The 55 and over set may love Prop. 19, but their children aren’t going to like it.

Before Prop. 19, parents could transfer their primary residence and $1 million (per parent) of other property to their children without triggering a reassessment of those properties. After Feb. 15, 2021, that exemption is severely curtailed.

Beginning Feb. 16, a transfer of a principal residence by a parent to a child is only exempt if the parent was using the property as their principal residence and the child will also be using the home as their principal residence immediately following the transfer. No other transfers of property between parents and children will be exempt from reassessment, except in the case of “family farm,” which is thus far only vaguely defined but appears to include land farmed even if there is no home on such land.

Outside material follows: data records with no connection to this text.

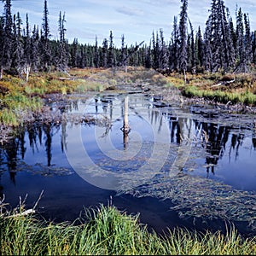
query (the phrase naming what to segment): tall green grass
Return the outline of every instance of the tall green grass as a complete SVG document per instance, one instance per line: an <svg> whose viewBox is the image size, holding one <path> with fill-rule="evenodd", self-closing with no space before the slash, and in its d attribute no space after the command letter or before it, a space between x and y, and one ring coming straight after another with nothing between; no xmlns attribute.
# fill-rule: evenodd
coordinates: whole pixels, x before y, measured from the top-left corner
<svg viewBox="0 0 256 256"><path fill-rule="evenodd" d="M113 206L86 209L73 224L53 224L33 216L0 218L3 255L154 255L256 253L255 237L176 229L165 236L149 233L139 215Z"/></svg>
<svg viewBox="0 0 256 256"><path fill-rule="evenodd" d="M196 86L186 86L183 90L183 95L189 97L204 97L223 103L227 103L230 101L233 103L256 106L256 95L249 91L243 93L226 92L221 90L200 90Z"/></svg>

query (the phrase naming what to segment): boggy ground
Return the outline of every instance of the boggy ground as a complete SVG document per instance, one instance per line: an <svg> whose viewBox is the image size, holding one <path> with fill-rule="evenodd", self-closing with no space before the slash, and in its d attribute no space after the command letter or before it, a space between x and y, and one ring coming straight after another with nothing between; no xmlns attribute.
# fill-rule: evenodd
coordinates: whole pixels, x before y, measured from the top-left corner
<svg viewBox="0 0 256 256"><path fill-rule="evenodd" d="M184 84L179 74L165 76L153 69L133 67L128 67L127 70L86 68L72 69L67 73L34 74L28 83L22 79L6 77L0 81L0 143L8 141L14 134L14 128L25 123L61 123L67 119L62 114L66 106L78 98L86 99L92 93L102 91L143 93L154 97L157 107L196 108L198 113L214 111L224 118L247 114L249 119L247 118L245 125L256 129L256 107L252 103L256 91L254 80L253 75L248 74L236 78L191 75ZM232 101L230 96L234 95ZM8 122L3 112L9 117ZM9 116L14 116L13 121ZM84 121L84 117L75 121Z"/></svg>

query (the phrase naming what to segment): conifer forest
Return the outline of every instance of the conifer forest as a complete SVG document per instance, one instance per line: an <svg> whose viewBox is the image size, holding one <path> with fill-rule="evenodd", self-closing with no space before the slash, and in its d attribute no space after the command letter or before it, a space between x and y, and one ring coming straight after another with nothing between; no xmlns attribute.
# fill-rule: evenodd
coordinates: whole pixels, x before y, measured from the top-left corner
<svg viewBox="0 0 256 256"><path fill-rule="evenodd" d="M191 73L247 73L256 63L256 31L250 19L237 6L231 17L223 0L212 0L205 31L194 27L188 15L189 3L181 1L180 13L174 16L172 32L152 32L150 42L113 44L113 33L94 45L68 42L66 38L65 14L60 11L57 39L52 39L47 0L42 12L42 25L30 23L28 15L21 20L12 13L11 0L3 2L0 17L0 79L3 72L20 75L30 72L60 70L67 67L113 67L142 66L164 73L173 71ZM67 20L68 22L68 20ZM169 37L171 35L171 37ZM166 40L168 38L169 40Z"/></svg>

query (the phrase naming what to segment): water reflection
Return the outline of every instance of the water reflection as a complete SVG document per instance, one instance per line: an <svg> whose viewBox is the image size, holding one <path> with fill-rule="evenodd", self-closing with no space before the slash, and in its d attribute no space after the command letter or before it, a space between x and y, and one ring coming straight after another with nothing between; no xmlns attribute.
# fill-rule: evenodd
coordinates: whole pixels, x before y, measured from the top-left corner
<svg viewBox="0 0 256 256"><path fill-rule="evenodd" d="M221 168L218 166L221 160L228 158L230 164L234 163L234 161L238 161L241 154L241 158L243 157L242 155L246 154L244 152L246 152L247 148L253 148L254 151L256 149L256 137L253 131L244 131L242 129L237 131L237 129L234 129L231 125L221 125L218 123L200 121L195 119L194 116L193 118L175 116L175 113L173 113L171 107L157 108L156 109L154 102L143 96L137 97L134 96L130 96L130 99L131 101L129 101L128 96L119 99L116 96L98 96L95 97L94 104L92 104L94 111L91 113L96 115L104 114L112 123L119 122L120 119L119 116L122 117L123 124L122 125L121 123L119 125L119 129L122 131L124 149L127 149L129 145L128 139L131 126L128 118L131 114L135 114L135 116L143 119L143 117L142 115L145 113L148 114L151 125L158 127L157 131L160 134L163 122L168 122L170 131L169 143L177 145L181 145L182 143L192 144L193 148L190 153L192 156L195 154L195 150L199 150L199 148L196 147L198 147L198 143L200 142L201 148L199 151L203 152L202 155L205 155L204 166L206 168L207 177L210 177L210 173L215 175L216 172L218 172L218 169ZM71 113L74 111L79 111L79 104L82 103L79 100L73 101L64 110L62 108L62 111ZM87 104L87 102L84 103ZM119 111L119 113L117 113L118 111ZM140 127L137 121L135 124L134 120L135 119L131 118L131 125L134 127L137 126L137 129L141 130L146 129L145 126ZM16 137L11 139L7 145L1 148L1 169L8 170L10 179L13 183L15 183L17 162L20 160L24 160L28 145L32 154L38 153L40 150L42 151L42 148L44 148L47 159L47 166L51 166L53 137L55 135L61 137L60 148L63 153L64 149L67 148L67 125L68 125L68 123L63 121L62 124L49 122L38 125L34 123L26 127L19 128ZM105 136L113 132L112 128L112 125L106 127ZM143 132L147 135L147 130L143 131ZM117 131L114 137L118 137ZM244 139L249 137L251 137L251 144L246 144L243 147ZM146 139L146 137L143 139ZM185 159L187 157L186 154L188 152L185 152L185 150L182 152L180 159ZM232 158L233 155L235 156L234 159ZM242 159L241 160L242 161ZM253 161L253 158L251 161ZM241 161L239 164L241 164ZM246 163L242 163L242 165ZM228 168L227 164L224 167ZM241 167L242 168L243 166ZM184 168L188 169L189 167L186 166ZM180 169L183 169L183 166ZM247 170L247 172L253 172L255 171L254 169ZM196 172L196 174L200 173ZM224 174L222 173L222 175Z"/></svg>
<svg viewBox="0 0 256 256"><path fill-rule="evenodd" d="M84 105L86 113L77 117L75 114ZM55 110L54 104L51 108ZM71 148L68 139L76 126L82 127L84 146L86 146L93 164L109 173L112 182L117 181L115 175L124 177L118 183L132 195L144 193L145 195L148 191L148 195L156 198L160 195L163 198L171 195L174 202L180 202L181 199L182 203L193 203L194 210L201 205L212 210L215 216L220 213L224 216L226 209L220 212L221 200L226 202L226 208L233 204L234 195L230 194L230 188L243 190L242 193L256 190L255 130L218 123L216 114L209 115L210 119L206 119L207 115L201 119L185 111L177 112L171 106L156 107L154 100L143 95L98 95L90 103L74 100L61 111L67 115L62 123L33 123L20 127L17 136L0 148L0 197L3 198L9 186L3 182L2 177L5 173L9 176L12 184L18 183L20 171L29 171L44 177L70 174L72 167L65 152ZM154 151L155 136L161 139L157 144L159 152L156 154ZM164 152L166 148L162 145L166 144L169 151ZM79 154L78 152L78 159L83 158ZM161 170L157 170L156 162L165 154L167 158L160 166ZM119 159L119 155L121 158ZM147 163L149 163L148 170L139 173L137 170ZM176 168L179 176L172 177L169 175L171 166L173 170ZM92 178L96 177L95 168L88 168L86 172L90 172ZM198 176L201 179L197 179ZM103 180L107 183L108 177ZM224 189L223 185L214 183L216 180L229 186ZM75 183L67 183L76 187ZM161 194L159 194L160 190ZM177 199L180 191L183 194ZM219 191L223 195L219 195ZM58 194L59 199L61 196ZM79 192L77 196L80 196ZM234 198L247 214L253 198L248 196L250 205L247 207L236 200L239 196ZM216 210L217 201L218 208ZM210 213L207 214L210 216Z"/></svg>

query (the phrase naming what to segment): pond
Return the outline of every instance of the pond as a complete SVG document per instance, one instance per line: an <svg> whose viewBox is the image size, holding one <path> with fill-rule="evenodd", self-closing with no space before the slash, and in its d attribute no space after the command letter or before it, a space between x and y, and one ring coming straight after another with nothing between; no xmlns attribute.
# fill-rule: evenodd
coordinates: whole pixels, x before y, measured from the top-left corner
<svg viewBox="0 0 256 256"><path fill-rule="evenodd" d="M52 112L60 111L55 102ZM74 98L61 122L33 123L0 148L0 196L73 221L113 204L157 232L256 230L256 129L250 114L182 107L137 91Z"/></svg>

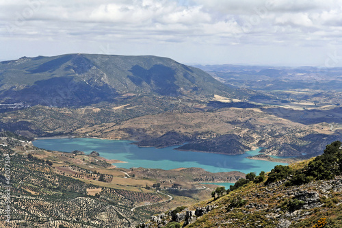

Even those transfers qualifying as exempt from reassessment have limits. The exemption will only apply as far as the assessed value at the time of the transfer plus $1 million. Anything above that will be assessed at the normal tax value.

Assume Ed and Eleanor Eighty have lived in their quaint Laguna beach home since they bought it in the early 1970s. Their tax base is a mere $80,000, but the home is valued at $2 million. Prior to Prop. 19, when Ed and Eleanor passed on, they could have left their home to their artist son Elijah who could have moved in and painted en plein air on the deck to his heart’s content or kept the property and rented it out. Either way, he’d pay only what his parents paid in property taxes, and with a stepped-up income tax basis at the $2 million value, so even if he sold the property, he’d pay no income tax.

Under Prop. 19’s new rules, if Elijah moves into the home and files the homeowner’s property tax exemption within one year, he will be able to exclude $80,000 plus $1 million from increased property tax assessments, but the remaining $920,000 will be taxed at the regular property tax base. This would result in roughly $9,200 a year more than his parents were paying.

If Elijah does not move into the home, the property will be assessed at the full $2 million value, with the property tax bill then exceeding $20,000 a year.  Let’s hope Elijah can sell those paintings, or he just might have to sell the beach house. (There are those real estate agent cheers again).

The scramble

Parents looking to pass their principal residences or other property, such as family business property, would do well to seek advice soon.

There are options, including the use of trusts, forming business entities to hold the properties, and lifetime gifts before Feb. 16th but each of these techniques is very fact-specific and requires a “running of the numbers” to see what makes sense. This is particularly true since a lifetime gift of property transfers the income tax basis as well, and you may be trading lower property taxes for higher income taxes down the road.

Prop. 19 giveth, but it had to taketh away to keep those property tax revenues coming in. The proposition was said to eliminate “unfair tax loopholes used by East Coast investors, celebrities, wealthy non-California residents and trust fund heirs to avoid paying a fair share of property taxes on vacation homes, income properties, and beachfront rentals they own in California.” (ACA-11 Section 2.1(a)(2)).

Alas, it likely affects many normal California families as well.